McCartney vs. Fútbol
LA agitación alrededor de Paul McCartney demuestra que la magia de los Beatles no ha muerto, apenas estaba en hibernación, lista a salir mientras el sobreviviente del famoso cuarteto desfila entre aclamaciones de los jóvenes y añoranzas de los mayores.
Hasta ahora, aquí, no han sido muy frecuentes las escenas de histeria que acompañaron a Ringo Starr, George Harrison, John Lennon y al propio McCartney desde que salieron de Liverpool, con pelo corto y música que aceleraba los latidos del corazón. Pero ya vendrán.
Su fama creció tan rápido como sus cabelleras. El mundo entero vibró con el sonido que expresaba los sentimientos de una generación para la cual el foxtrot y los blues no tenían el mismo significado que había emocionado a sus padres. Estos, por su parte, se escandalizaban ante las contorsiones de los nuevos bailes, y no se diga sus abuelos, para quienes el Charleston ya parecía excesivamente audaz y el tango peligrosamente sensual.
Cada presentación de los Beatles venía precedida de escenas de emoción descontrolada, por parte de admiradoras que gritaban histéricas, se desmayaban de la emoción y salían magulladas de los intentos de tocar a las nuevas divinidades del espectáculo.
Indudablemente había en ese fenómeno una magia que trascendía los escenarios.
Pronto el grupo se desintegró, tras acumular una fama monumental. Cada uno de sus integrantes emprendió por aparte el camino que lo llevaría desde la fama hasta la muerte. Queda McCartney, cuya sola presencia despierta las viejas emociones de los mayores y enciende el nuevo fanatismo de los jóvenes, como si espolvorearan de nuevo las semillas de la antigua locura.
Y es tal su fuerza que, en Colombia, contagió a las autoridades enredándolas en un tema marginal, que ojalá se resuelva de una vez por todas: ¿dónde celebrar los conciertos?
Como no hay escenarios apropiados, se utilizan parques abiertos, una especie de Woodstock chiquitos, con la esperanza de que los asistentes estén dispuestos a pagar sumas elevadísimas, aguantar frío y soportar algún eventual aguacero.
Con Paul McCartney será distinto.
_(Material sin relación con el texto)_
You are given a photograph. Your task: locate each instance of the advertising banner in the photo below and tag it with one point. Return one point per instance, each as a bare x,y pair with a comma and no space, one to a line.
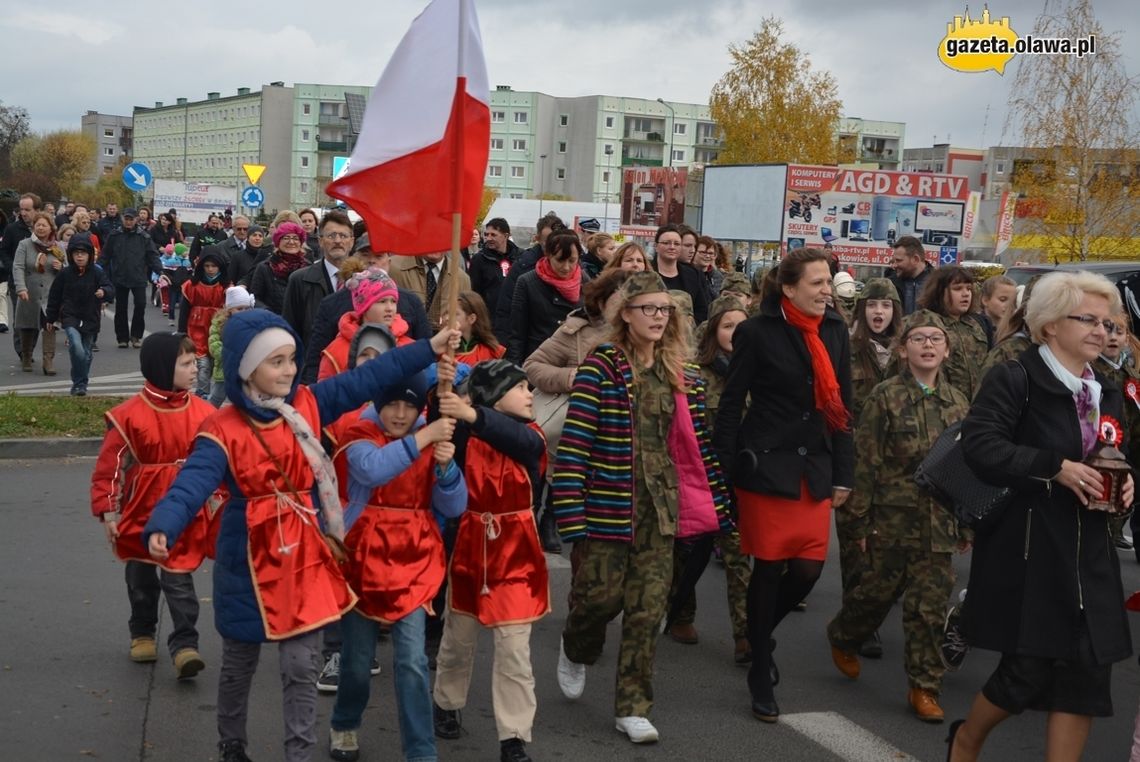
652,196
860,213
194,201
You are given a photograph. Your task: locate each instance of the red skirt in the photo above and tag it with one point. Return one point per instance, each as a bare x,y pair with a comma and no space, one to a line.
776,528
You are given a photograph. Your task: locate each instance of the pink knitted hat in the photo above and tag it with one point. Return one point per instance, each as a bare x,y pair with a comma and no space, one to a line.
369,286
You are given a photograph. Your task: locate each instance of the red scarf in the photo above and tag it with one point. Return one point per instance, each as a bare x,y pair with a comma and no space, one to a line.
570,286
827,387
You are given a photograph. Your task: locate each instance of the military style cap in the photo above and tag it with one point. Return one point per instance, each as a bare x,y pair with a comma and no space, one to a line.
879,289
684,301
640,283
737,282
490,380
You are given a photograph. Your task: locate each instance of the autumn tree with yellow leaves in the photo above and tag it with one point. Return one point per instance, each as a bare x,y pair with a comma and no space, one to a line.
1079,181
771,106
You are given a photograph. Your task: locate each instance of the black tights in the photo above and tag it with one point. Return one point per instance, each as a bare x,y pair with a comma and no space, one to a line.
775,589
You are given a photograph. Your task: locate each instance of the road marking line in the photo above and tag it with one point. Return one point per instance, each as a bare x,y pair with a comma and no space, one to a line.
843,737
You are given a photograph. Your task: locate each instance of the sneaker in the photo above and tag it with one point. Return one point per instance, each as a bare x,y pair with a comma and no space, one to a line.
331,675
571,675
342,745
188,663
513,750
954,648
231,751
144,650
638,729
447,723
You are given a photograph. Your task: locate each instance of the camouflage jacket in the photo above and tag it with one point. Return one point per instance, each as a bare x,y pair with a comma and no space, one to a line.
898,424
968,348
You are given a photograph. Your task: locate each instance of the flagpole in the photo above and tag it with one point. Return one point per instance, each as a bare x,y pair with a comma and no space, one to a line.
457,163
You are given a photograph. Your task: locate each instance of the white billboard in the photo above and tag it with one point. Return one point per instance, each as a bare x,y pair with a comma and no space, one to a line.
743,202
193,201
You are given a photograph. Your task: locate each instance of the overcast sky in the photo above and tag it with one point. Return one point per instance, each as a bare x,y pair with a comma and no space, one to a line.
110,57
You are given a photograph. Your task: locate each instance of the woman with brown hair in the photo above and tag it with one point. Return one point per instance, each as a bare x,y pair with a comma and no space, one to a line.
783,434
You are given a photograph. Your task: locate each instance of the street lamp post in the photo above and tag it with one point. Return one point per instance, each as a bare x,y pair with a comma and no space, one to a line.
673,120
609,170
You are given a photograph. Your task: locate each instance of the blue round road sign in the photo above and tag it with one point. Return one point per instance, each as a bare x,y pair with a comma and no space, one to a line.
253,196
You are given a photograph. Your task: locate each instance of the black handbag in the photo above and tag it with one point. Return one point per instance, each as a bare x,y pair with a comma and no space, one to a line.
945,475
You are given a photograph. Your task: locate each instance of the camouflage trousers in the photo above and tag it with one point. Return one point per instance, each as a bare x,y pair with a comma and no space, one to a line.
925,580
738,570
632,580
853,561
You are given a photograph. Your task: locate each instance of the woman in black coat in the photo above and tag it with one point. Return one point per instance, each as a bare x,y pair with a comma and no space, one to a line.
790,453
1045,582
544,297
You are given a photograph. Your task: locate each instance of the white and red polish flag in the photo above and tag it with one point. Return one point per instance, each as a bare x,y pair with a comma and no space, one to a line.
422,151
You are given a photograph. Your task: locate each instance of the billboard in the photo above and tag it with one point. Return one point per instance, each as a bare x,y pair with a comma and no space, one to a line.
193,201
652,196
860,213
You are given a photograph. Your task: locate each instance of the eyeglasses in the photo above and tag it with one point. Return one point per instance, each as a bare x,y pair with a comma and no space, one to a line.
919,340
1091,322
651,310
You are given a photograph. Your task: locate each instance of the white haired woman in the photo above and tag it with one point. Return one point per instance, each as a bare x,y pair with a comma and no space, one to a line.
1044,581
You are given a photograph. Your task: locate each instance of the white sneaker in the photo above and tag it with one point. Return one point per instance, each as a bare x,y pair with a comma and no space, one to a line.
571,675
638,729
342,745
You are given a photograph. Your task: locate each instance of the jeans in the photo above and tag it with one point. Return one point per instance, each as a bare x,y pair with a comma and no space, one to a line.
409,670
144,583
138,316
79,347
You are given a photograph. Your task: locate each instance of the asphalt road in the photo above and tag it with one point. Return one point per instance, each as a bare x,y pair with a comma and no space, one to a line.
68,691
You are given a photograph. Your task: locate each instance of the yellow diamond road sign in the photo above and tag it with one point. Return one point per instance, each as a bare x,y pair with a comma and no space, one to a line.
253,171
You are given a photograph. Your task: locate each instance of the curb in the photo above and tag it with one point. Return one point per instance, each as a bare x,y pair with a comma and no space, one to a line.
56,447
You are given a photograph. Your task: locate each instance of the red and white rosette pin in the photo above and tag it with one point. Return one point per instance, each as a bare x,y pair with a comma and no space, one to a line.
1110,432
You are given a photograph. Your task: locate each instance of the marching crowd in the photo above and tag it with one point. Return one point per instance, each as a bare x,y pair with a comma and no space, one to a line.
355,464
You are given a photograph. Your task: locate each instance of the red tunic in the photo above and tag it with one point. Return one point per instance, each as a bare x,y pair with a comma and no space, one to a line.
498,572
204,300
296,582
149,437
334,357
396,553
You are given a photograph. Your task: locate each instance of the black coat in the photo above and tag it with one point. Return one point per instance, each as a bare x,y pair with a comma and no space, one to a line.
782,438
1047,556
537,313
325,325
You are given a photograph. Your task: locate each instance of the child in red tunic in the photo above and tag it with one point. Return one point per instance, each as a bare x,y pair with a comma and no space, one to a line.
498,577
148,437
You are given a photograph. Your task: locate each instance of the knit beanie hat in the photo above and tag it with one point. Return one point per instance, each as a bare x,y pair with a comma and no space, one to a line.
238,298
261,347
491,379
287,228
368,288
157,358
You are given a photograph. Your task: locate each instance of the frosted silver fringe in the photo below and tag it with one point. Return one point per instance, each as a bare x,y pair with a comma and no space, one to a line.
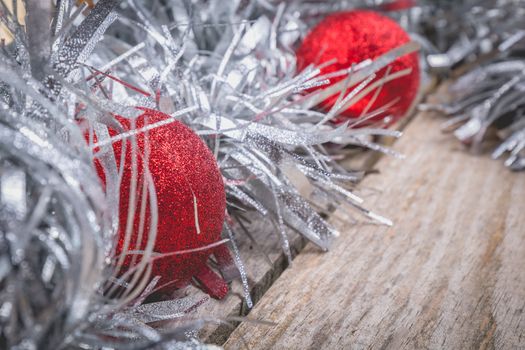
227,69
490,96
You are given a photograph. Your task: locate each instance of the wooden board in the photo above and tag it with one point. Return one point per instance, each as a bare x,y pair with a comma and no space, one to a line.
449,275
265,263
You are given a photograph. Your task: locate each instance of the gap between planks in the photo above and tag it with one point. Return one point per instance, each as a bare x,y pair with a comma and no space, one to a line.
450,273
263,270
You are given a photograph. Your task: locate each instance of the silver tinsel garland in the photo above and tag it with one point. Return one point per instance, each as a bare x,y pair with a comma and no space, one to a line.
227,69
490,96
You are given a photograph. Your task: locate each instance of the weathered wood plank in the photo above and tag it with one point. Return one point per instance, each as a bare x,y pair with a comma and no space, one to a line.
265,263
449,275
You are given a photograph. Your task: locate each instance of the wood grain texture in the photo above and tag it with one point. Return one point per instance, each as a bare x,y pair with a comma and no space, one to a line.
449,275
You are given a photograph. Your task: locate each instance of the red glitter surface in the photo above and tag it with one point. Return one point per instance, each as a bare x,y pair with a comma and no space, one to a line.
351,37
182,167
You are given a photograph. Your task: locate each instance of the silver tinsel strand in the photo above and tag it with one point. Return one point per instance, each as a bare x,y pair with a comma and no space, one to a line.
226,69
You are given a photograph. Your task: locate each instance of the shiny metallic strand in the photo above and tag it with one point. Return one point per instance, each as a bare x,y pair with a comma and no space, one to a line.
57,226
487,97
230,67
491,96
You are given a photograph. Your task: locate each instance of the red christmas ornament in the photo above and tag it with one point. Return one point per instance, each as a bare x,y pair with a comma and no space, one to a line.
352,37
190,200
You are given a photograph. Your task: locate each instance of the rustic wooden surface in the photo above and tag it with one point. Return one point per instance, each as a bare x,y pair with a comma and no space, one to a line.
449,275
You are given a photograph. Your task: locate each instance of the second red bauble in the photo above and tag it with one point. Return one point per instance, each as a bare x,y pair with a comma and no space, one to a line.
352,37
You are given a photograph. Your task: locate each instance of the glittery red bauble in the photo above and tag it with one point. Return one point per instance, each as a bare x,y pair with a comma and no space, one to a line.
352,37
185,174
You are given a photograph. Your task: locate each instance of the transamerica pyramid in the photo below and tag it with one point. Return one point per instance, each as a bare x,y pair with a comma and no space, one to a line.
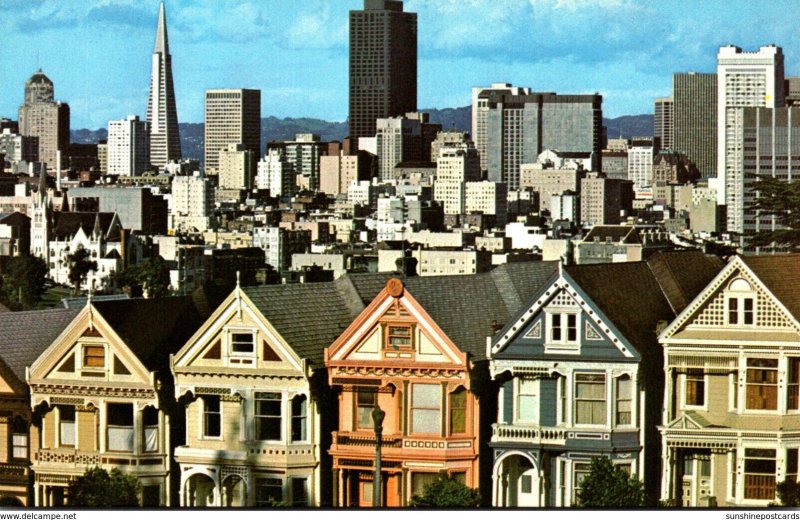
165,141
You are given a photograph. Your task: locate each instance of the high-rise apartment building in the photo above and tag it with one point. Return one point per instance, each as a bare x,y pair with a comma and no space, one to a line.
383,65
232,116
663,122
397,139
236,167
770,140
519,128
303,154
276,174
480,110
162,115
42,117
192,203
455,166
744,79
128,147
695,119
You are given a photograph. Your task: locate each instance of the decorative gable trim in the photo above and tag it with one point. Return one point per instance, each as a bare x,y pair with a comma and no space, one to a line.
533,310
736,265
392,298
237,304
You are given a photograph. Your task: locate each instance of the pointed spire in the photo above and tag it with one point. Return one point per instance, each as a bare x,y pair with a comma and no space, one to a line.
97,232
162,43
43,183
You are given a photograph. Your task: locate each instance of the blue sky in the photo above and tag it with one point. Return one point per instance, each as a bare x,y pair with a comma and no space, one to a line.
98,52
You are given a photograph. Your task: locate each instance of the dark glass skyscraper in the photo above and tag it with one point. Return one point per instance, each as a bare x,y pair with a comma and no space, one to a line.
383,65
165,141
Contra toda previsión, prestaron el estadio que estaba descartado para esos eventos, por los daños que sufre cada vez que lo usan para fines distintos de jugar con un balón.
Las autoridades se rindieron de inmediato y sentaron la nueva doctrina, según la cual los estadios de fútbol no son solo para fútbol, sino para todo lo demás que se les ocurra a los organizadores de espectáculos masivos. Con el debate abierto sobre si se perjudica o no la gramilla y qué tanto soporta las exigencias de un concierto multitudinario, las primeras notas comprobarán que la magia Beatle sigue rampante, que abre las puertas de cualquier escenario y que no hay autoridad que no se ablande ante la sola mención de nombres que hipnotizaron al mundo en los años sesentas.
La aventura del Campín tiene, sin embargo, una ventaja: demostrará si los estadios deben usarse sólo para lo que se construyeron o si todo cambia ante un nombre célebre. Si resulta mal y la grama dañada demuestra que no tolera abusos, las protestas serán lo suficientemente fuertes para impedir maltratos futuros. Al menos hasta que lleguen otros famosos, lo cual no parece muy remoto pues ya se habla de la visita de Madonna, una perspectiva que derretirá las negativas de las autoridades y desmayará a los hinchas del fútbol. ¡Yeah! ¡Yeah! ¡Yeah!